ACCEPT’s advances beyond the state-of-the-art are expected across the project’s key focus areas, namely the consumer engagement, business modelling and the creation of a digital toolbox for energy communities allowing them to participate in value-adding demand response schemes. Specifically:
• ACCEPT developed and implemented a participatory citizen engagement programme, with the aim of co-creating the project’s technical solutions to satisfy customer and energy community needs and requirements and validating the project’s developments and business models. Through this programme, the project provided valuable insights into consumer acceptability of demand response schemes. Finally, the project developed a multidisciplinary model that acknowledges the effects governance, organisational frameworks, and socio-economic/socio-cultural factors (including gender) have on individual/community participation and the wider social acceptability of the renewable energy infrastructure.

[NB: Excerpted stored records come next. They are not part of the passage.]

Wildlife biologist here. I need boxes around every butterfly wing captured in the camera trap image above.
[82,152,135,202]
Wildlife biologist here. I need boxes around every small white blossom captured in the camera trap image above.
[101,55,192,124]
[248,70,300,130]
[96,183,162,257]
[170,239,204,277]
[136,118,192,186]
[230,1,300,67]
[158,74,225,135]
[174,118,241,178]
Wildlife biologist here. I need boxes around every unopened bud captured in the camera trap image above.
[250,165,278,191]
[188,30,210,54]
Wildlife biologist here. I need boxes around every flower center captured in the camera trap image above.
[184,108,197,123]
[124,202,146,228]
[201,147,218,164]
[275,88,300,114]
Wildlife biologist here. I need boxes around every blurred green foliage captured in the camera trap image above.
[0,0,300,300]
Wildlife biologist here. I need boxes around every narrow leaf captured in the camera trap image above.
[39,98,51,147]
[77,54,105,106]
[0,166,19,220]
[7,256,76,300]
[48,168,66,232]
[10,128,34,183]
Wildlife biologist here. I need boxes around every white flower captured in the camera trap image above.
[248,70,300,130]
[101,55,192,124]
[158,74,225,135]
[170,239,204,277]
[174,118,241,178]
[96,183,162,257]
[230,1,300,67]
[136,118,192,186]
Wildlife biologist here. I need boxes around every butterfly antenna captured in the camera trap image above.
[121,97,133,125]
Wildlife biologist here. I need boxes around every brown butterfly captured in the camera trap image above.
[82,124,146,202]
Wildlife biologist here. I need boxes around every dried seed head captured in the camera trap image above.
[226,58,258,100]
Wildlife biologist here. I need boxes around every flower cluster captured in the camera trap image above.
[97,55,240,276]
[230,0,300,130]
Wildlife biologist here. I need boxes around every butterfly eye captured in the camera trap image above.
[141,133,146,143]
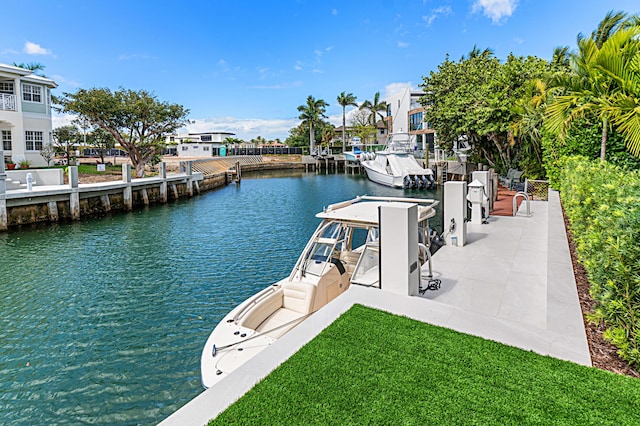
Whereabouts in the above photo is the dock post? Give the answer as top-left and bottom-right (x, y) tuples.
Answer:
(122, 163), (133, 210)
(186, 161), (193, 197)
(68, 166), (80, 220)
(0, 162), (9, 231)
(159, 161), (168, 203)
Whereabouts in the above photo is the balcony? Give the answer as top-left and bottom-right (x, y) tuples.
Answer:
(0, 93), (16, 111)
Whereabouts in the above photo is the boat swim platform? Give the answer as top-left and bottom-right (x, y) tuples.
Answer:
(160, 191), (591, 425)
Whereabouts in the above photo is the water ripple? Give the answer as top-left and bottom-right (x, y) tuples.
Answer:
(0, 173), (440, 425)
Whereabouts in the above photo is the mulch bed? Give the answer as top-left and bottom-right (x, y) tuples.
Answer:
(562, 210), (640, 378)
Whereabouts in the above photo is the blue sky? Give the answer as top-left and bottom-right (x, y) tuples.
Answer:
(0, 0), (640, 139)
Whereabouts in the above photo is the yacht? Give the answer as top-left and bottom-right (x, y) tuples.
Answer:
(201, 195), (438, 388)
(360, 133), (436, 189)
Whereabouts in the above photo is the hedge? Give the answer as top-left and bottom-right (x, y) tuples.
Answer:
(557, 157), (640, 366)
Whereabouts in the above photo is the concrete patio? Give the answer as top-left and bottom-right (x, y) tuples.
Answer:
(161, 191), (591, 425)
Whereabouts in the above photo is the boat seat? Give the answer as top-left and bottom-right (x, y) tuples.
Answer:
(340, 251), (362, 275)
(243, 283), (316, 339)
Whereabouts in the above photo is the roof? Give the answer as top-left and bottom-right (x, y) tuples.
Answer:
(316, 200), (435, 225)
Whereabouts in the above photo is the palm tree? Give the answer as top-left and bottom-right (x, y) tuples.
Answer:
(338, 92), (358, 152)
(360, 92), (389, 141)
(546, 12), (637, 161)
(298, 95), (329, 154)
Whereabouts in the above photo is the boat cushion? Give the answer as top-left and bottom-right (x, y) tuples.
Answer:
(256, 308), (305, 339)
(282, 283), (316, 314)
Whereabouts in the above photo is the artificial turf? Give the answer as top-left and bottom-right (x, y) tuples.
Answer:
(209, 305), (640, 425)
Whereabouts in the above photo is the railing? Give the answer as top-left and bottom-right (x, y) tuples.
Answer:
(0, 93), (16, 111)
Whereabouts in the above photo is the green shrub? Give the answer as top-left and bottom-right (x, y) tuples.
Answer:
(558, 157), (640, 365)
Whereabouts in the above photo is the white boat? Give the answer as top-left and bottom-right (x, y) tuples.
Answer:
(343, 136), (362, 163)
(201, 196), (438, 388)
(360, 133), (436, 189)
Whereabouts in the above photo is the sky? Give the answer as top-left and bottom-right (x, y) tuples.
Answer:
(0, 0), (640, 140)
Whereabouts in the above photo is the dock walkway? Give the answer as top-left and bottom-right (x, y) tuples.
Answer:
(161, 191), (591, 425)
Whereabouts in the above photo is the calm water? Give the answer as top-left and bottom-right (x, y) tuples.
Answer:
(0, 172), (435, 424)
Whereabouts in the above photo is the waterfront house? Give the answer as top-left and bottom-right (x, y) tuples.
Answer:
(385, 88), (436, 151)
(167, 132), (235, 157)
(0, 63), (58, 166)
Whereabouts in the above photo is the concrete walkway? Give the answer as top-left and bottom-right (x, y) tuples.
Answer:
(161, 191), (591, 425)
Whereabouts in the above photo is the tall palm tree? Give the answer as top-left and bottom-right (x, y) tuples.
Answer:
(360, 92), (389, 141)
(298, 95), (329, 154)
(546, 12), (637, 161)
(338, 92), (358, 152)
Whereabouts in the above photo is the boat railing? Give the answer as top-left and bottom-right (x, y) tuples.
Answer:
(233, 284), (280, 323)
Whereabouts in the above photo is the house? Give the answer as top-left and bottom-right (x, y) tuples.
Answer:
(0, 64), (58, 166)
(167, 132), (235, 157)
(385, 88), (436, 151)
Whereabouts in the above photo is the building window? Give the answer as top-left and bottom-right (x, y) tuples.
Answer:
(22, 84), (42, 103)
(2, 130), (11, 151)
(24, 130), (43, 151)
(409, 112), (422, 131)
(0, 81), (13, 95)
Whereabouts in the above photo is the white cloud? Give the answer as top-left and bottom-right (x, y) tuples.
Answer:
(422, 6), (453, 27)
(381, 81), (418, 99)
(186, 117), (300, 140)
(472, 0), (518, 24)
(51, 74), (81, 87)
(22, 41), (51, 55)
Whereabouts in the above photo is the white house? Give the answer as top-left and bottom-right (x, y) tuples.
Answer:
(385, 88), (436, 151)
(0, 64), (58, 166)
(167, 132), (235, 157)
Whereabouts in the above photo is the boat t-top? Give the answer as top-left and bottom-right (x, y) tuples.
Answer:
(360, 132), (436, 189)
(201, 195), (438, 388)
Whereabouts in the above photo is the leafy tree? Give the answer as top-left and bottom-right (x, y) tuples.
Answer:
(298, 95), (329, 154)
(57, 88), (189, 177)
(338, 92), (358, 152)
(40, 143), (56, 167)
(420, 47), (548, 174)
(89, 127), (116, 163)
(52, 125), (80, 161)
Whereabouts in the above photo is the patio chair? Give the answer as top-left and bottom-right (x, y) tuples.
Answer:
(504, 170), (523, 190)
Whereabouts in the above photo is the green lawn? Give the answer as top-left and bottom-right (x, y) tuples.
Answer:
(210, 305), (640, 425)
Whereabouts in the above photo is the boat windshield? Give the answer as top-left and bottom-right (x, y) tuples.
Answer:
(351, 242), (380, 287)
(302, 222), (345, 276)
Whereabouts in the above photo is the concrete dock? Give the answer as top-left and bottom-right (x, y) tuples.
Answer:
(161, 191), (591, 425)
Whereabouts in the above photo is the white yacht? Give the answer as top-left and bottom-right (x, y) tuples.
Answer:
(201, 195), (438, 388)
(360, 133), (436, 189)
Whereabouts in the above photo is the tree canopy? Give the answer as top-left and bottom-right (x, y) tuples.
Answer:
(56, 88), (189, 177)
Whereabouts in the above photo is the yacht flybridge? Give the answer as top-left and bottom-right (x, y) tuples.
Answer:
(201, 195), (438, 388)
(360, 133), (436, 189)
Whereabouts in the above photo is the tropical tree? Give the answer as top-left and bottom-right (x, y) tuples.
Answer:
(545, 12), (640, 161)
(338, 92), (358, 152)
(88, 127), (116, 163)
(298, 95), (329, 154)
(360, 92), (389, 130)
(51, 125), (80, 161)
(545, 19), (638, 161)
(56, 88), (189, 177)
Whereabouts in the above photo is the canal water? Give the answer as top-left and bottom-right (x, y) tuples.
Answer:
(0, 172), (441, 425)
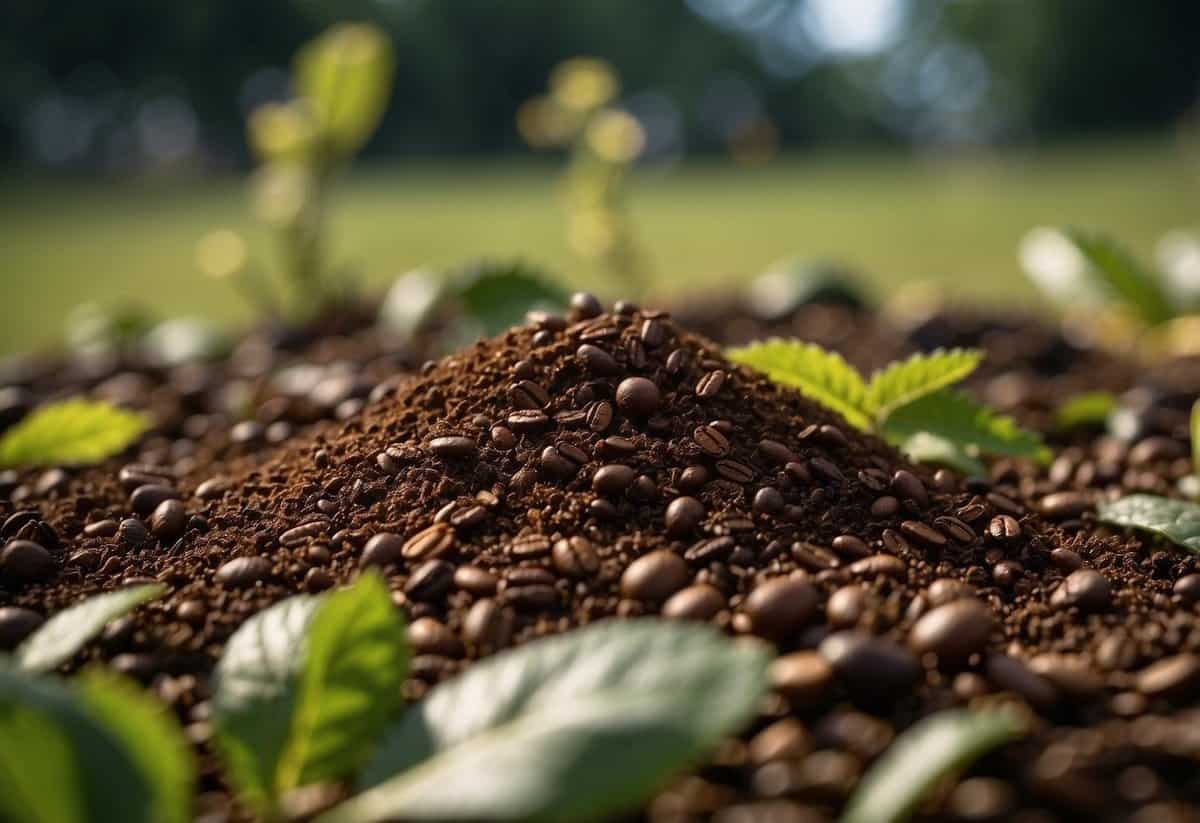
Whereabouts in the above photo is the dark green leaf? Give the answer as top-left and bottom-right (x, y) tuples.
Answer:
(16, 583), (167, 672)
(1097, 494), (1200, 554)
(0, 400), (150, 467)
(841, 709), (1025, 823)
(320, 620), (767, 823)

• In order to understand the underlying causes that shape the consumer energy consumption and consider them for forecasting future consumption trends at different network nodes, the ACCEPT project went beyond mere consumption forecasts based on historical consumption data. The project developed a Consumer Digital Twin, which encapsulates all necessary technical and behavioural information for analysing how and why energy is consumed within a building and in energy communities. It comprises of three models, the Citizen Digital Twin, which captures the daily activities and consumption patterns and behaviours of a building’s occupant, the Building Digital Twin, which captures all information related to the building and its existing energy infrastructure, and the Dynamic SRI-based performance rating of buildings, which assesses the smart readiness of the building.
• The ACCEPT Consumer Digital Twin, tested within the project activities, will allow a market actor to understand, anticipate and forecast energy/flexibility behaviour at the grid connection point. This will enable innovative business models, such as Heating/Amenity-as-a-Service, or conventional supply/aggregation models via the delivery of human-centric services at acceptable price points for any energy vector and building asset at hand.
• Finally, ACCEPT provided the means (models, techniques and control algorithms) to deliver a valuable flexibility lever for prosumers, considering their comfort preferences, through the implementation of an adaptive, prosumer-centric and context-aware virtual thermal energy storage module.
Based on the above, the wider expected impacts of the project refer to i) increased use of demand response schemes across a larger number and variety of consumers in Europe, ii) demonstrated and improved viability, reliability and acceptability of innovative compound services, increasing the uptake of such services by consumers, iii) increased data protection and privacy for customers, iv) improved accuracy of project models on flexibility and consumption and behaviour patterns, and v) increase available flexibility for accommodating more RES on the network.